As the Earth revolves around the sun over the course of a year, different constellations line up with the axis of the Earth and are said to be in the zodiac. As the Earth orbits the sun, it passes through each of the 12 zodiac signs.
The Greeks named and followed 48 constellations, which sprung up from traditions passed on to this civilization. From the Mesopotamians comes the all too familiar 12 signs of the zodiac that are assigned animal constellations and developed from a religious or ritual tradition. The second tradition comes from utilizing various constellations for the navigation of ships. This is thought to come from the Meditteranean area.

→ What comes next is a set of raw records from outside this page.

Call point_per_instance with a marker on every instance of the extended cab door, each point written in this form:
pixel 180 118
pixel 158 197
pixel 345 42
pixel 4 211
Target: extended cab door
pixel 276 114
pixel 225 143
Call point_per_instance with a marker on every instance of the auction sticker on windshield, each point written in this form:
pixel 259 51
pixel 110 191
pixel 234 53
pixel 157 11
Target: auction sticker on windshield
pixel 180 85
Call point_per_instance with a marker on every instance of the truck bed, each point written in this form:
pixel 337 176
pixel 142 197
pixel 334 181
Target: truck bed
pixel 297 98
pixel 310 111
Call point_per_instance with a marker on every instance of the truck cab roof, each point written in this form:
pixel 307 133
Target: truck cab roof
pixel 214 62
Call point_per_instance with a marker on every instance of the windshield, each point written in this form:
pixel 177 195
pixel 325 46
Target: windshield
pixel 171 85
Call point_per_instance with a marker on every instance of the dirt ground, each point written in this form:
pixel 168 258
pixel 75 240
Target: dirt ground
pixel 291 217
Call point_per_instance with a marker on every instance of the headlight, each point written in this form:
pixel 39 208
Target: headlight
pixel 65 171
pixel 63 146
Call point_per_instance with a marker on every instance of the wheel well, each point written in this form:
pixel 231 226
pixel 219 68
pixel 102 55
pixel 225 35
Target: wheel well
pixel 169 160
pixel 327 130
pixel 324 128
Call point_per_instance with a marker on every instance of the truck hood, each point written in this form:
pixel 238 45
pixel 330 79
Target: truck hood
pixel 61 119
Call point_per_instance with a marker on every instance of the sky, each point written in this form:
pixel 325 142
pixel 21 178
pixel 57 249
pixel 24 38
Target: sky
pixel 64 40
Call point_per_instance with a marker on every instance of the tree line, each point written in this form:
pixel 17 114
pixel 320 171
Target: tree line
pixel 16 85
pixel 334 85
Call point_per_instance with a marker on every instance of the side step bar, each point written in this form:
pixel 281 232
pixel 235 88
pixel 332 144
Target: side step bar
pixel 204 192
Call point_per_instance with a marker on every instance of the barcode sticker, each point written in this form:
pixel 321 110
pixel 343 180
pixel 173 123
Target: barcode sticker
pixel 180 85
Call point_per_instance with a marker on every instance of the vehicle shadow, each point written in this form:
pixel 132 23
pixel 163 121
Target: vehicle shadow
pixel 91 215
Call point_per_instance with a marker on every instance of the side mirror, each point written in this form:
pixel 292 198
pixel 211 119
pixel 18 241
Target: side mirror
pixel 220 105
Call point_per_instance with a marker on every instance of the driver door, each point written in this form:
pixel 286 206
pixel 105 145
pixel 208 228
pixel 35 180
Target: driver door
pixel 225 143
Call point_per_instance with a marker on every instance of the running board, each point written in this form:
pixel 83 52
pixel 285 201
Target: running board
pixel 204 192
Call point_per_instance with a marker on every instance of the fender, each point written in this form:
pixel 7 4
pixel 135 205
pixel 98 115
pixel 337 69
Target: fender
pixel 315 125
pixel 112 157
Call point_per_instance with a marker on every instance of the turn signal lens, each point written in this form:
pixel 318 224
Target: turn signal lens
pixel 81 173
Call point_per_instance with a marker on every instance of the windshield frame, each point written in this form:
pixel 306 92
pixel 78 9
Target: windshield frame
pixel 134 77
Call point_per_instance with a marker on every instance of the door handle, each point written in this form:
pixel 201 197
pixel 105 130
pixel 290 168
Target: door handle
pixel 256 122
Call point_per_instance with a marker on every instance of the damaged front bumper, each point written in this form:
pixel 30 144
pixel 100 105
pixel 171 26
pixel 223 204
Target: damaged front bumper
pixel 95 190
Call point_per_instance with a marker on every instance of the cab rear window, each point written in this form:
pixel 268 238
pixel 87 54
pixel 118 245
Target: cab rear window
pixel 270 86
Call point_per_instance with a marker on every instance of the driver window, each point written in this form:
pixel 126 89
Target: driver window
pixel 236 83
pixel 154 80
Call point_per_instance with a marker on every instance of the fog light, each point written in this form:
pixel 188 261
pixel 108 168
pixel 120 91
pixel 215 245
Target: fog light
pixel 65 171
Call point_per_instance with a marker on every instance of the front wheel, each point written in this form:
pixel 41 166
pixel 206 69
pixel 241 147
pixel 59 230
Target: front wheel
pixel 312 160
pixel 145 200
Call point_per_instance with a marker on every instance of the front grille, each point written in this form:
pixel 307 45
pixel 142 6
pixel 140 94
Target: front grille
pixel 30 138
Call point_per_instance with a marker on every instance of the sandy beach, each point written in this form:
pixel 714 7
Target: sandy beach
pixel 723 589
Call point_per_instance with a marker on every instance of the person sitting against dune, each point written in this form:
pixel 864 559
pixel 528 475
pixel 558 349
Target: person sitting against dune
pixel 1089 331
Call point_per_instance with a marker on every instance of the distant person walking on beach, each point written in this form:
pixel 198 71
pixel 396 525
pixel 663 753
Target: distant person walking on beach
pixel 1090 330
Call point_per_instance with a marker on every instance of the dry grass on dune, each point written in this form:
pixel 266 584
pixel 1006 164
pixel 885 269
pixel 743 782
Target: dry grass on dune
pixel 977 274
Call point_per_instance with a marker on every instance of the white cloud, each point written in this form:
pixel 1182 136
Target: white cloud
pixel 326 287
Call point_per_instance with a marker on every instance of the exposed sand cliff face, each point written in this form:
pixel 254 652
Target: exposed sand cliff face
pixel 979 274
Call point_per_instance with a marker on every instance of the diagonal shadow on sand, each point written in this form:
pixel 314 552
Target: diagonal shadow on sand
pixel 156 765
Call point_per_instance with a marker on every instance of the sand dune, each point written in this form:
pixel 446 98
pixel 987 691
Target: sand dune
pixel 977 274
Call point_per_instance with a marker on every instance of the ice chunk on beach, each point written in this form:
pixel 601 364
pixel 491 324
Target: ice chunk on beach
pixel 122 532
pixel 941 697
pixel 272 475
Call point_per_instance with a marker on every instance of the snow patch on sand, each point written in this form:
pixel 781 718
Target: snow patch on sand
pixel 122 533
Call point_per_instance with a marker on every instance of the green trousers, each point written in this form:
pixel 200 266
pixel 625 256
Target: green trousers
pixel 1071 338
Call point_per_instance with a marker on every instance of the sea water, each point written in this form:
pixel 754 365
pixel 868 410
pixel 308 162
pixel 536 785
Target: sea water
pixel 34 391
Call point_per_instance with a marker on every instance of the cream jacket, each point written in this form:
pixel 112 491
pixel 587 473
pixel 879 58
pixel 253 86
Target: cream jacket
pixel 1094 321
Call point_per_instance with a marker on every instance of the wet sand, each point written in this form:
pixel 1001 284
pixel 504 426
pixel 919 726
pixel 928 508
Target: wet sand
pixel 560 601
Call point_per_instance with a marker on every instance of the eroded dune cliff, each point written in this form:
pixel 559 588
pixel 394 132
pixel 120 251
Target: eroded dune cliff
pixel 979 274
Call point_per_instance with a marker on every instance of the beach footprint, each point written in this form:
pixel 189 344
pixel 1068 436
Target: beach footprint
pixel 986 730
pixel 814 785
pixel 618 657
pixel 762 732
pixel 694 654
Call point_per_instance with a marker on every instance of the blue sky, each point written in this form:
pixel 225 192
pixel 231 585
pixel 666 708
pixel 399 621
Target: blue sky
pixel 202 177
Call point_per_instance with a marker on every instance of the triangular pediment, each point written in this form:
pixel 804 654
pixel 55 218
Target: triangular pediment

Astrology and the Babylonians
Babylonians are believed to be the creators of the science of astrology. They were accurately able to predict seasons and certain celestial events. Their form of astrology sprung out of the common practice of divination. For the first 2,000 of its existence, astrology was indistinguishable from astronomy.
The Babylonians decided to pass on their knowledge of astrology with the Greeks in the 4th century B.C. They, too, had divided the zodiac into 12 signs and assigned each a constellation. Astrology was highly popularized by intellectual thinkers such as Plato and Aristotle. The science became so popular that it eventually spread to the Romans and the Arabs.
Sumerians and Babylonians both had their divination practices, as well. They would often observe the liver and entrails of animals to read someone’s future. They also looked to the heavens for answers: they tracked Venus using the Venus Tablet of Ammisaduqa and also used this device to predict omens.